Die beiden Normenkontrollverfahren vor dem Bundesverfassungsgericht, die Abstrakte Normenkontrolle nach Art. 93 I Nr. 2 GG, §§ 13 Nr. 6, 76 ff. BVerfGG und die Konkrete Normenkontrolle nach Art. 100 I GG, §§ 13 Nr. 11, 80 ff. BVerfGG, können die Kirchen nicht selbst anstrengen. Für die Abstrakte Normenkontrolle fehlt es ihnen an der Antragsbefugnis. Eine Konkrete Normenkontrolle kann erst, nachdem Staatsleistungen durch die Länder tatsächlich abgelöst worden sind, aus einem Verwaltungsverfahren gegen den entsprechenden Verwaltungsakt heraus initiiert werden. Dies geschieht durch Vorlage eines Verwaltungsrichters, wenn dieser das Grundsätzegesetz für verfassungswidrig und entscheidungserheblich hält. Diese Vorlage können die Kirchen nur anregen, nicht beantragen.[1]
Aber auch eine Verfassungsbeschwerde nach Art. 93 I Nr. 4a GG, §§ 13 Nr. 8a, 90 ff. BVerfGG kann sich gegen ein Gesetz richten. Hier sind die Kirchen antragsberechtigt. Sie müssen allerdings geltend machen können, in einem Grundrecht oder eben diesen in Art. 93 I Nr. 4a GG, § 90 I BVerfGG gleichgestellten Rechten verletzt zu sein. Die über Art. 140 GG in das Grundgesetz inkorporierten Weimarer Kirchenartikel räumen selbst weder Grundrechte noch grundrechtsgleiche Rechte ein[2], wenngleich sie „funktional […] auf die Inanspruchnahme und Verwirklichung der kollektiven kirchlichen Bekenntnis- und Kultfreiheit angelegt sind“[3]. Sie sind daher nur zulässiger Prüfungsmaßstab einer Verfassungsbeschwerde, insoweit sie ein Grundrecht, typischerweise die Religionsfreiheit aus Art. 4 I, II GG, konkretisieren.
Indem Art. 140 GG i.

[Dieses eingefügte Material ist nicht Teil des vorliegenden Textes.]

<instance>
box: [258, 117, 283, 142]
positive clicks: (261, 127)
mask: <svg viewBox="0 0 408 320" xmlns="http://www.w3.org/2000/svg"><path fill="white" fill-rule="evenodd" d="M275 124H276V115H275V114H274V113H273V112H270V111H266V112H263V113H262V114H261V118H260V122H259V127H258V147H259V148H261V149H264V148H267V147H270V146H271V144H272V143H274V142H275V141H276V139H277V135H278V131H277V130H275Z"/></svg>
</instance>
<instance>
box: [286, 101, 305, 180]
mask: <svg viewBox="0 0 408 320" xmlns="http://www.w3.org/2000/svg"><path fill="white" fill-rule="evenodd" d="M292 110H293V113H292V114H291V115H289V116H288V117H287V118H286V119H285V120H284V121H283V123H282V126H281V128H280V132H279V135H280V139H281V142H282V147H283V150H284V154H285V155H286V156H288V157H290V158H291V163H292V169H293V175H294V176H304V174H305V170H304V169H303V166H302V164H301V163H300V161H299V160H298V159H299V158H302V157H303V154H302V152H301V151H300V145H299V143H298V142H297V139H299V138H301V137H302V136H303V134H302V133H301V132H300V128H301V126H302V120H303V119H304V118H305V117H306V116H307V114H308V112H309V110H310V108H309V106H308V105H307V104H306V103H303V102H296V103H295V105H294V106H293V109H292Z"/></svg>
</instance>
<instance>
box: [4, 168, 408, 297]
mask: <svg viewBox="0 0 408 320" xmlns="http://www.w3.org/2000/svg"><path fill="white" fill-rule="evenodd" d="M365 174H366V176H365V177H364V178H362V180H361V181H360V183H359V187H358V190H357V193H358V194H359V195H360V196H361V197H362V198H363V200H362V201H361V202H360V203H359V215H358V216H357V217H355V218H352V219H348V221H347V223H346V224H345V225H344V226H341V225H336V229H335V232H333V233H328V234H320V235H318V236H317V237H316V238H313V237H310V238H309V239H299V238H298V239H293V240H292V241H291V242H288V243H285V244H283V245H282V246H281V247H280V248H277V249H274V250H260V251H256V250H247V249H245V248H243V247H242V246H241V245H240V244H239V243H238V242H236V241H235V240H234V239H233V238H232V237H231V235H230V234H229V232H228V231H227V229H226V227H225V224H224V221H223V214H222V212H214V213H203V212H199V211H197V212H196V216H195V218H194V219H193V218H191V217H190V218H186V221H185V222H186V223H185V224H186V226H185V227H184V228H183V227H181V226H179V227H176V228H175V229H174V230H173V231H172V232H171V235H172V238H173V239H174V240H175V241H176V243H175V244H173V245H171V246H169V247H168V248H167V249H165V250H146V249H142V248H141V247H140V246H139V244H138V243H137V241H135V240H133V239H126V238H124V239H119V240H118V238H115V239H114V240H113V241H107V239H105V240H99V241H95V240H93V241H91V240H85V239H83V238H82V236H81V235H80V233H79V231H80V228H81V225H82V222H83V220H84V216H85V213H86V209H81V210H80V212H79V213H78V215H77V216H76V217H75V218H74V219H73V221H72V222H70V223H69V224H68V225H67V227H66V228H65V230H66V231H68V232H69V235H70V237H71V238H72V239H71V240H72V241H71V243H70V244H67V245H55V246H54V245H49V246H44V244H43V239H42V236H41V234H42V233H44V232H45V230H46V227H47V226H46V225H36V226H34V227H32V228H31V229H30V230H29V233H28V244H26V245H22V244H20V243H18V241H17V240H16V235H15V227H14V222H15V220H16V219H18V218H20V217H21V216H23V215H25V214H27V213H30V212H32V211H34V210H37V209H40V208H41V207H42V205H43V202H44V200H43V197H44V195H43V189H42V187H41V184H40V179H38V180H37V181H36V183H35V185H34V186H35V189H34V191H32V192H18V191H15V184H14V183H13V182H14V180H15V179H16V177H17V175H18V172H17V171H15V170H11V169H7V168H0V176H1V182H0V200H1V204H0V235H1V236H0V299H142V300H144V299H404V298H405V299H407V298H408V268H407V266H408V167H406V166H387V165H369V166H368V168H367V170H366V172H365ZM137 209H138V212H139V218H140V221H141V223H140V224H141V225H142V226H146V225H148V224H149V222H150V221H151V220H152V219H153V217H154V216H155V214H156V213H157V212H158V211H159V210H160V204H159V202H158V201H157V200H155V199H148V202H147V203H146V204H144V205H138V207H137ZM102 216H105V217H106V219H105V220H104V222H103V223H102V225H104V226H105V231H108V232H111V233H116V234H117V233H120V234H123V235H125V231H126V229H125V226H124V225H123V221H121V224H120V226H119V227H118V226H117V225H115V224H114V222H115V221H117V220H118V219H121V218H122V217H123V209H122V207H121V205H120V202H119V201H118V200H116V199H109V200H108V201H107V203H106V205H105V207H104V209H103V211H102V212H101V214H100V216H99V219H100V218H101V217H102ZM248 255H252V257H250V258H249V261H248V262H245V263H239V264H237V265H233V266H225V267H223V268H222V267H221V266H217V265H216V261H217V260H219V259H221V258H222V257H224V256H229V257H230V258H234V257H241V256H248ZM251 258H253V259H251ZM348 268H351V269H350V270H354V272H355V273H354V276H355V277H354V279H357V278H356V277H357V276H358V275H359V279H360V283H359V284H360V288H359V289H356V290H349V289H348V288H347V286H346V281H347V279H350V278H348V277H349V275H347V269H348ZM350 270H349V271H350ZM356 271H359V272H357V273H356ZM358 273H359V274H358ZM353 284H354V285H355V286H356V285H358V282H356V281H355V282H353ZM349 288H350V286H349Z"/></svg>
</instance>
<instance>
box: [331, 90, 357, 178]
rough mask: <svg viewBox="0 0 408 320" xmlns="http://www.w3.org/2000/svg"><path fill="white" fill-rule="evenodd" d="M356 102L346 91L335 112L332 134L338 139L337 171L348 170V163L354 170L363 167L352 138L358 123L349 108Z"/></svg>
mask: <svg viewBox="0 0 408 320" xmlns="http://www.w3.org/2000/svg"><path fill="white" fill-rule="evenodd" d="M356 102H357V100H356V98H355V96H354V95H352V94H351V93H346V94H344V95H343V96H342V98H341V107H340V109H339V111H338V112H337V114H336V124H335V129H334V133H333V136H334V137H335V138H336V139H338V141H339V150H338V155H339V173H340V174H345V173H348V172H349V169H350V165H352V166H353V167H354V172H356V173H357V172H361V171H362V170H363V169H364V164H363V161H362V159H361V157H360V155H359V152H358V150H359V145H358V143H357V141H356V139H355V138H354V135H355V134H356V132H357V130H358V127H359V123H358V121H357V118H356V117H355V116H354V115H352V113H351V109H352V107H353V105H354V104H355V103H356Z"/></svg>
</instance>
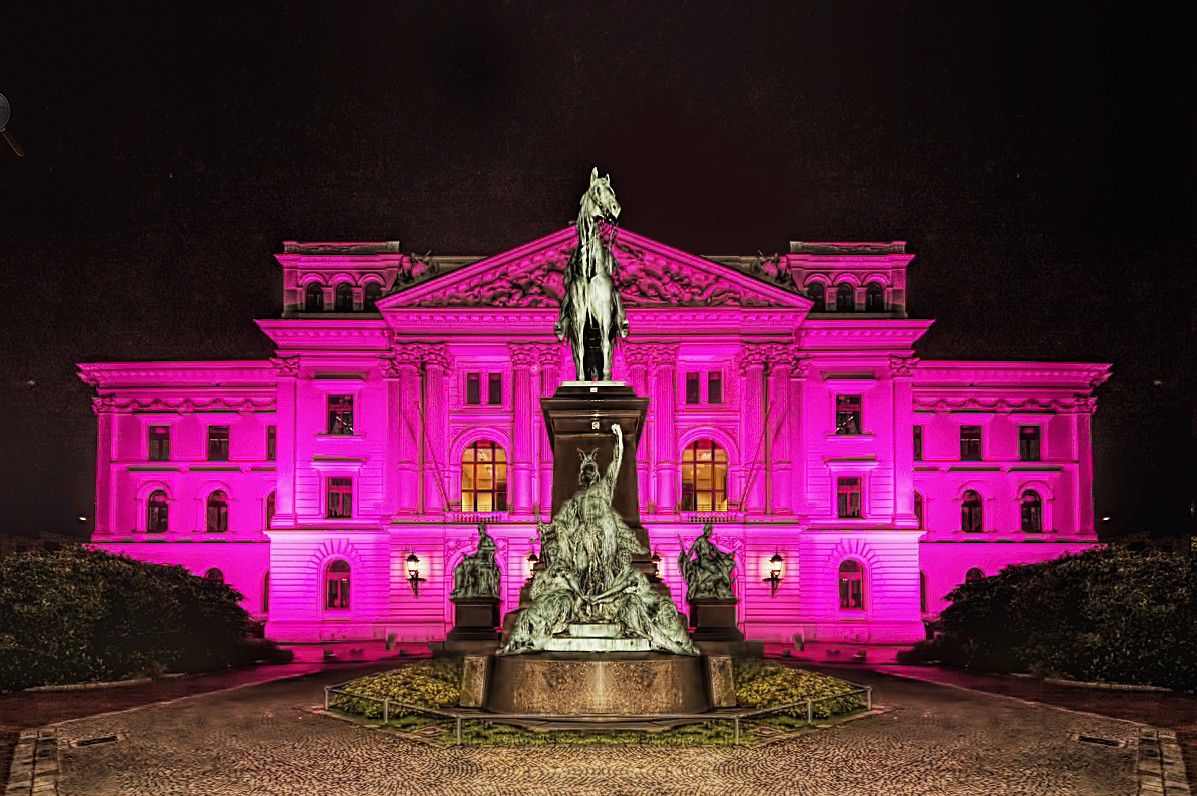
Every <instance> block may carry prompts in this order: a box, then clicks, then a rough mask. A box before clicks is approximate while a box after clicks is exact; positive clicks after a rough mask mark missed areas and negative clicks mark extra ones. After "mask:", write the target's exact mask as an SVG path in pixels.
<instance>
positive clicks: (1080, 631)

V. m Art. 138 I WRV auf den Schutz des Vermögens der Kirchen gerichtet ist, schützt er das „materielle[…] Substrat“[4] ihrer Religionsfreiheit aus Art. 4 I, II GG.[5] Die Ausrichtung des Art. 138 I WRV auf den Schutz des Vermögens der Kirchen liegt in seiner doppelten Rechtswirkung: Erstens verlangt das Ablösungsgebot des Art. 138 I 1 WRV die vermögensrechtliche Entflechtung von Staat und Kirchen durch Ablösung der Staatsleistungen.[6] Das bedeutet die einseitige Aufhebung gegen Entschädigung[7] und damit unter Wahrung der Vermögensinteressen der Kirchen. Zweitens erwächst aus diesem Gebot eine Bestandsgarantie der Staatsleistungen bis zu ihrer Ablösung. Als Kehrseite des Ablösungsgebotes, nämlich daraus, dass Staatsleistungen nicht anders als durch Ablösung eingestellt werden dürfen, ergibt sich, dass, solange eine Ablösung nicht geschehen ist, der Bestand der Staatsleistungen verfassungsrechtlich garantiert ist.[8] Damit sind die Vermögensinteressen der Kirchen an den Staatsleistungen bis zur Ablösung durch die Bestandsgarantie, in der Ablösung durch einen Anspruch auf Entschädigung geschützt.
Das heißt, dieser Vermögensschutz durch Art. 138 I WRV besteht unabhängig davon, ob die Kirchen einen subjektiv-rechtlichen Anspruch auf Ablösung der Staatsleistungen haben.[9] Die doppelte Rechtswirkung des Ablösungsgebots mit seiner Kehrseite der Bestandsgarantie vermittelt jedenfalls einen Anspruch der Kirchen auf den Schutz ihrer Vermögensinteressen hinsichtlich der Staatsleistungen durch ein „Entweder-Oder“: Entweder, solange die Ablösung nicht geschehen ist durch den Bestand der Staatsleistungen oder durch deren Einstellung nur als Ablösung, das heißt gegen Entschädigung.
Insoweit die Staatsleistungen Surrogate früheren Eigentums der Kirchen darstellen, kommt auch eine Konkretisierung des Schutzbereichs von Art. 14 GG durch Art. 140 GG i. V. m Art. 138 I WRV in Betracht.[10]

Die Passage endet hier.